Figure 5 already shows the power savings percentage according to the number of slots per link for each network separately and together through the average profile.

With the implementation of the MILP-based algorithm, the maximum power savings on each network is up to the order of 9.8 KW (ARPANET), 7.2 KW (NSFNET), 2.8 KW (Brazilian), and 1.8 KW (COST239) at the points where MS = 260, 260, 140, and 260, representing a savings percentage of 17.8%, 6.1%, 5.6%, and 5.6%, respectively. Through the average profile, it can be seen that the average percentage savings for the four networks together was 7.7%, proving the efficiency of the proposed modified MILP formulation for moderately sized networks.

Note that if the maximum blocking probability was set to 40%, for example, implying MS_NSFNET ≥ 19, MS_ARPANET ≥ 32, MS_BRASILEIRA ≥ 28, and MS_COST239 ≥ 17, this case was not analyzed due to the impossibility of the MILP to solve the problem within the simulation time limit (5 min).

9. Conclusions

This paper presented a new modified MILP formulation and a sequential algorithm which aims to minimize the total power consumed by the components of an elastic optical network under adaptive modulation and physical layer constraints while maintaining the blocking probability below a predefined threshold.

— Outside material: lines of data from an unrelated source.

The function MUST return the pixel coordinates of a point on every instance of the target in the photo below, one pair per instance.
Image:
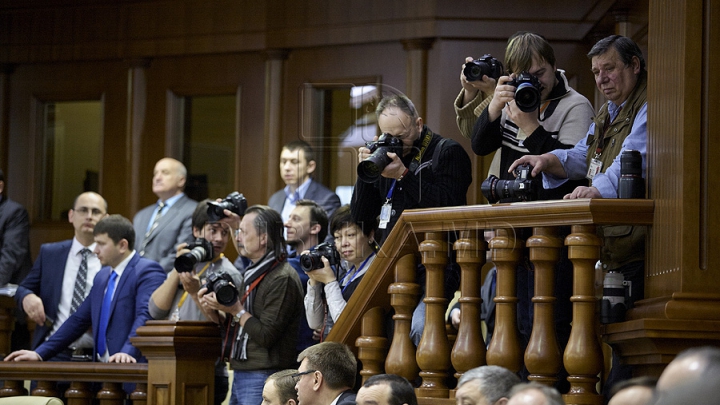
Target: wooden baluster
(372, 344)
(469, 349)
(45, 389)
(504, 349)
(542, 357)
(433, 352)
(404, 293)
(139, 396)
(583, 356)
(111, 394)
(79, 393)
(12, 388)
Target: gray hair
(495, 381)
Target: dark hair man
(164, 225)
(326, 375)
(297, 164)
(261, 327)
(125, 274)
(386, 389)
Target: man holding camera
(259, 329)
(424, 171)
(553, 115)
(164, 225)
(177, 299)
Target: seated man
(170, 300)
(117, 303)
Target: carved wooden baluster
(12, 389)
(372, 344)
(433, 354)
(583, 356)
(111, 394)
(139, 396)
(469, 349)
(404, 293)
(504, 349)
(45, 389)
(79, 393)
(542, 357)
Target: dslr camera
(200, 251)
(522, 188)
(527, 94)
(234, 202)
(221, 283)
(369, 170)
(313, 259)
(485, 66)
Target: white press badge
(594, 168)
(385, 212)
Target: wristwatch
(236, 318)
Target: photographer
(329, 290)
(416, 177)
(558, 122)
(170, 300)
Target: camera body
(313, 259)
(234, 202)
(485, 66)
(522, 188)
(527, 93)
(221, 283)
(369, 170)
(201, 250)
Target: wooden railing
(390, 285)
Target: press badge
(594, 168)
(385, 212)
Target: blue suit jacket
(127, 312)
(315, 192)
(45, 281)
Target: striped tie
(80, 282)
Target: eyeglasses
(297, 376)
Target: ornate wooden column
(469, 349)
(504, 349)
(542, 356)
(433, 352)
(583, 356)
(404, 294)
(372, 344)
(181, 361)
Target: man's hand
(120, 357)
(583, 192)
(33, 307)
(23, 355)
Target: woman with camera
(330, 289)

The objectives of the proposed algorithm were reached and the simulations have proved the efficiency of the modified MILP model. Compared to the traditional one, it provides a maximum power percentage saving of 10.5% and an average power percentage saving of 6.6% in a small network (6NET), which means 1.3 KW and 0.8 KW, respectively. For moderately sized networks, it obtained a maximum power savings of 17.8% and an average savings of 7.7%, which represents 9.8 KW and 4.8 KW, respectively.

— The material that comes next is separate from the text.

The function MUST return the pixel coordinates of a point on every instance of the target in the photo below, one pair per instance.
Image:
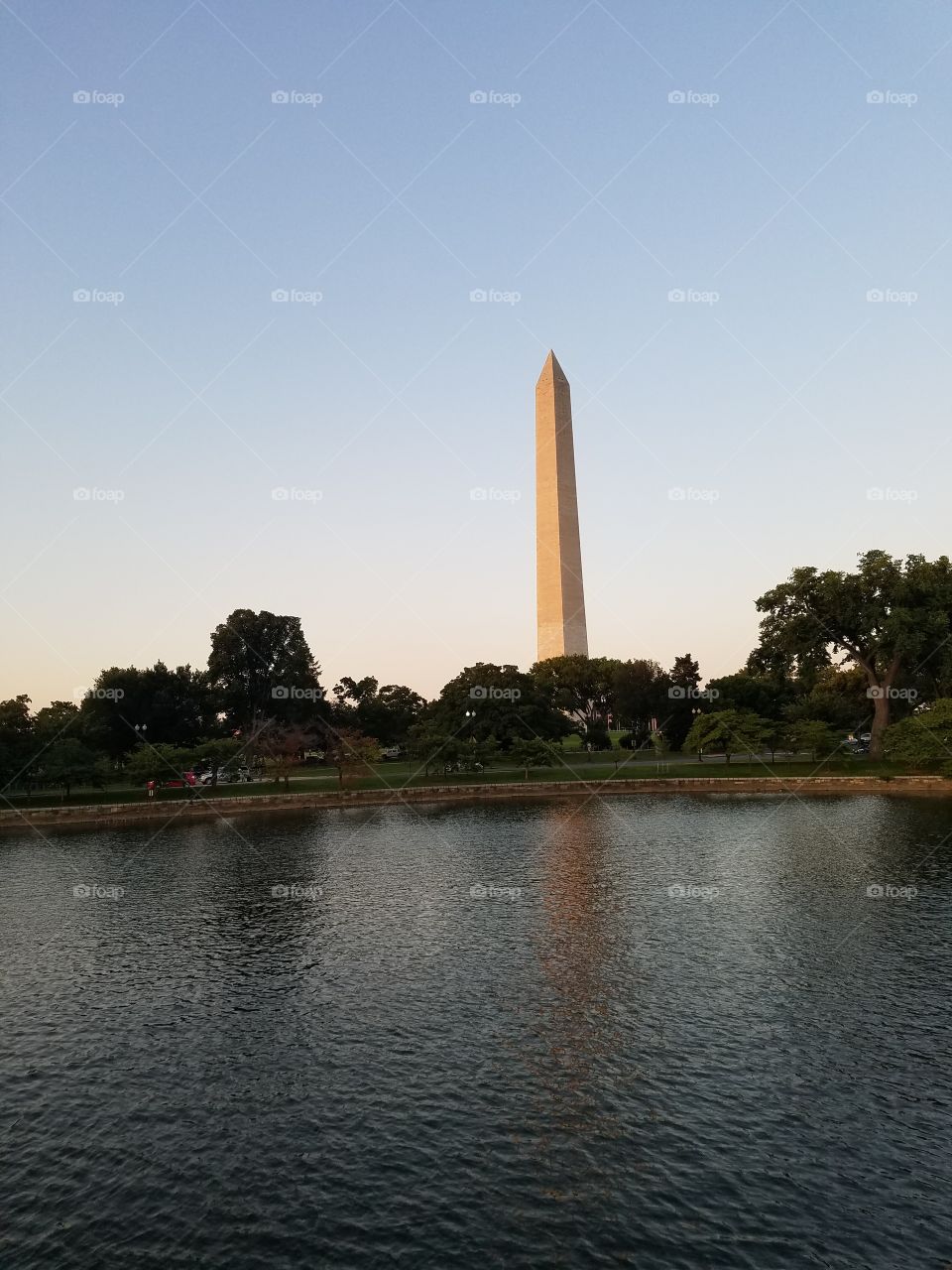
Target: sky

It was concluded that the total power consumed was reduced due to the better fit of modulations by the modified formulation, once it optimizes the traffic distribution over the network in terms of efficiency. This approach contributes to the sustainability of the network since it requires fewer resources for its operation. Thus, it brings out the concept of green elastic optical networks (Green EONs), a recent theme that is only slightly explored in the literature. Its focus is on a sustainable and the as harmless as possible operation towards the environment.

For larger networks, the proposed formulation is not feasible since the complexity of the MILP increases rapidly. In this context, new heuristics/meta-heuristics and hybrid-algorithms should be developed in future works.